Sans doute la dimension la plus visible des changements apportés par internet, est celle de l’accès plus étendu à des volumes d’informations d’une plus grande diversité que celles accessibles par les seuls médias de masse. De fait, les sources traditionnelles d’information, qu’il s’agisse des productions des médias ou des gouvernements, sont désormais concurrencées par l’expression de milliers d’amateurs que constituent les réseaux socionumeriques, où la visibilité d’une information n’est plus connectée à son degré de proximité avec l’intérêt général, comme a priori dans les médias de masse, mais est le fruit d’un travail algorithmique orchestré par des acteurs privés qui observent en permanence nos préférences et détestation politiques pour les satisfaire .
Les plateformes numériques agissent sur un ressort humain, rapprocher des personnes qui ont des affinités entre elles. C’est un biais cognitif et social facile à accepter. Il est toujours plus facile de lire des points de vue que l’on partage que des développements avec lesquels on est en désaccord. Le but est la consommation de contenu qui plaît.
Elles agissent sur un second ressort, algorithmique opéré par les moteurs de recherche ou les réseaux sociaux qui contribuent à redéfinir les modèles d’accès, de circulation et de diffusion de l’information en se fondant notamment sur les traces, plus ou moins volontaires, que nous laissons nous mêmes au fil de notre navigation pour nous proposer le plus possible de contenu qui nous plaira . Le contenu du web qui nous est proposé est ainsi trié,filtré et hiérarchisé de façon à être le plus en adéquation avec notre consommation antérieure d’informations ou avec nos « like » et « partage » que nous avons émis à propos de ou tel contenu.

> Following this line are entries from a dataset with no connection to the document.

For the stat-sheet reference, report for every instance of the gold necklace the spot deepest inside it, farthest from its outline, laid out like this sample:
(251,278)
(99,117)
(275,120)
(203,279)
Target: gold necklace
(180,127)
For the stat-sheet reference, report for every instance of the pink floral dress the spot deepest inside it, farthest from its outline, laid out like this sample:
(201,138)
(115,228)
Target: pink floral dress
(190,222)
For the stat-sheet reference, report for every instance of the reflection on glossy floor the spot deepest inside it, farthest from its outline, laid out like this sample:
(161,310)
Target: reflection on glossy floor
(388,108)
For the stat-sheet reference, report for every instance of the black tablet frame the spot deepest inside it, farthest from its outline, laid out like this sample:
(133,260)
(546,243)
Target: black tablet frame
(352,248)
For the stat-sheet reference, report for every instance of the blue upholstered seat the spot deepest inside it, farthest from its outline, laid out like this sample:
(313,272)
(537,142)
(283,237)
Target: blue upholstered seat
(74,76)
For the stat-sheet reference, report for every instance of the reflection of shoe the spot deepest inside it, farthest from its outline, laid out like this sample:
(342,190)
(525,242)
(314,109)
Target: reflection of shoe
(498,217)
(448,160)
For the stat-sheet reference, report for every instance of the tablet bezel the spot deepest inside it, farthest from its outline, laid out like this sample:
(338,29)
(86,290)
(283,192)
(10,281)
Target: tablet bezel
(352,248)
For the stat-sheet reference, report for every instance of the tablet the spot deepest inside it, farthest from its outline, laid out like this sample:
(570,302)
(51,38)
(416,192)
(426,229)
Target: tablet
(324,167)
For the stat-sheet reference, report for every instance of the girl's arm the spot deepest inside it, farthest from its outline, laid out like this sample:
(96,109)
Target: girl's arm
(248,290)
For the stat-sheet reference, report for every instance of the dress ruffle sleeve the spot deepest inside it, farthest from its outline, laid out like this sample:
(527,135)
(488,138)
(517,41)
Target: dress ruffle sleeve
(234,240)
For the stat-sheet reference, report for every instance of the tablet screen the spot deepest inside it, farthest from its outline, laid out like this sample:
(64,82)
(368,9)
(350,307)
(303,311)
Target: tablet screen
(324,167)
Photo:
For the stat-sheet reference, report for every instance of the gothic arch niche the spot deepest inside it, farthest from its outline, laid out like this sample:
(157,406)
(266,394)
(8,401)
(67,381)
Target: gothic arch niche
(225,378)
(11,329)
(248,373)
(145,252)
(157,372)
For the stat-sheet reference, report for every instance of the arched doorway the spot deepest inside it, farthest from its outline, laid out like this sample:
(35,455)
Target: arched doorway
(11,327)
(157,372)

Une telle personnalisation des résultats des moteurs de recherche ou du fil d’actualité sur un réseau social suscite de vifs débats, compte tenu du risque d’enfermement de l’internaute dans sa propre culture, en l’empêchant d’être confronté à des avis contradictoires aux siens. Ce danger, ça s’appelle la fragmentation, selon Jean-Louis Bourlanges. C’est à dire que chaque famille sociale, politique, sexuelle, religieuse, quels que soient les critères régionaux, vit dans sa galerie, avance avec sa galerie, chemine tout seul sans regarder les autres.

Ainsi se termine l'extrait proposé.